The teacher breaks in, "We're not going to be silly," and the next chorus includes numbers in the 60- and 70-year-old range.
"So if dogs don't live as long as humans," asks the scientist, "then do you think fish would?"
Thoughtful silence.
This experience of critical thinking, associating information to make reasonable deductions is a bonus in the zebrafish life cycle curriculum.
Scientists of the Future
Despite the occasional foray into gravity, the students do learn the objectives set out by the teacher. An added benefit is that the kids are exposed to volunteers that show them that scientists can be anyone.

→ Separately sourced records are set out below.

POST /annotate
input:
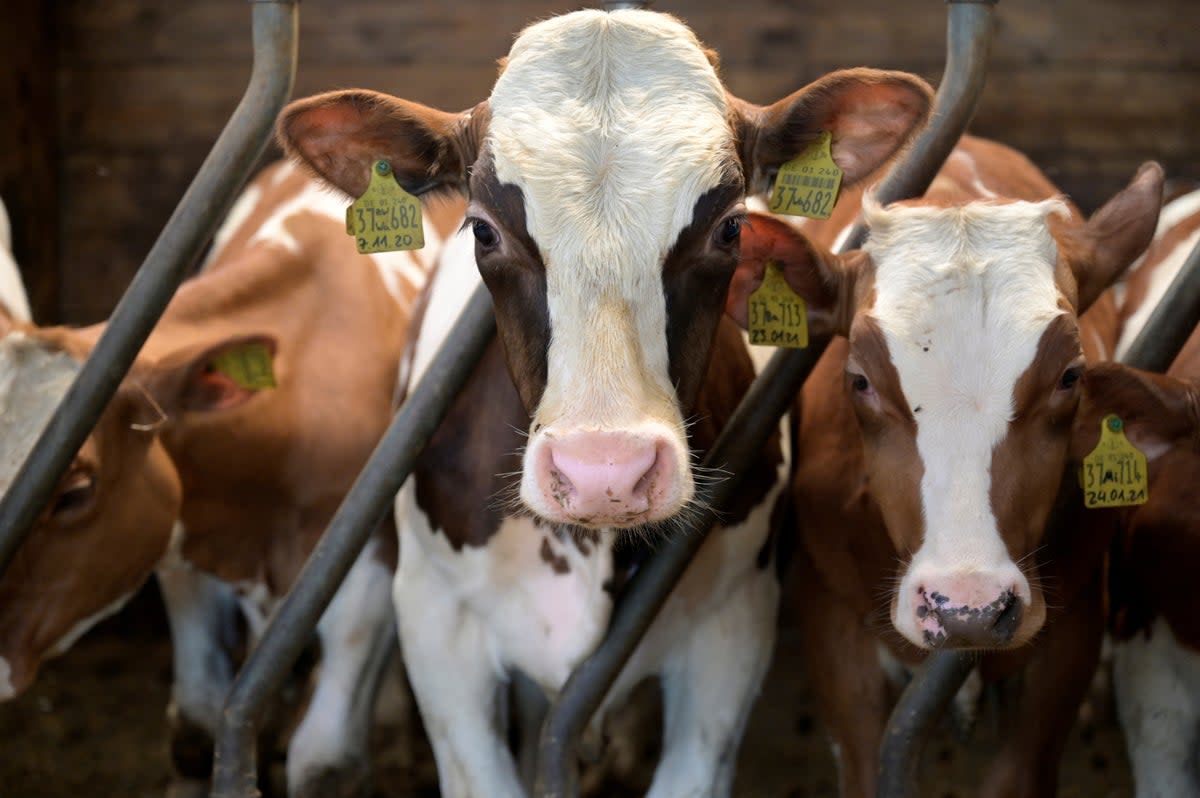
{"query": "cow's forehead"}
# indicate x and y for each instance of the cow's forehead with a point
(612, 125)
(34, 379)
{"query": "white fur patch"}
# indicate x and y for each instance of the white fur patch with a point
(612, 125)
(1167, 269)
(964, 297)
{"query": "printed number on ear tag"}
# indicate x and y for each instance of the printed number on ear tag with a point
(777, 316)
(808, 184)
(249, 365)
(385, 217)
(1114, 474)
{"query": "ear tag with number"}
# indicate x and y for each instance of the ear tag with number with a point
(385, 217)
(250, 365)
(777, 316)
(808, 184)
(1114, 474)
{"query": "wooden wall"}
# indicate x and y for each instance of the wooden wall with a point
(1087, 88)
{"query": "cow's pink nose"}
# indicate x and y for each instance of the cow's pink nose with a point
(607, 478)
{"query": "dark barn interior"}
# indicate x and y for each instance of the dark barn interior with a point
(113, 106)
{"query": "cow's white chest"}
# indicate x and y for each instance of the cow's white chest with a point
(529, 615)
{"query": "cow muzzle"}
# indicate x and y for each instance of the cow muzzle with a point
(604, 478)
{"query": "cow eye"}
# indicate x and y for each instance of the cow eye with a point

"All of the research we've seen shows that if students are able to see a role as something done by someone they look like it makes a huge difference in whether they think they could do it," says Ekker.
When asked to draw a picture of a scientist, he continues, most kids will draw someone who looks sort of like Einstein. But after the zebrafish lesson — where volunteers tend to represent the spectrum of ethnicities and gender — the drawings change.
"At the end, you get fewer old white-haired guys in a lab coat," he says. "We're not trying to teach that lesson to them, right? We want it to be kind of passively learned throughout the process."
In addition to Minnesota, InSciEd Out is now present in Florida, Illinois, Puerto Rico, Ghana, and India. They've adapted their programming framework to address infectious disease transmission and mental health, and to support teacher-led research in the classroom.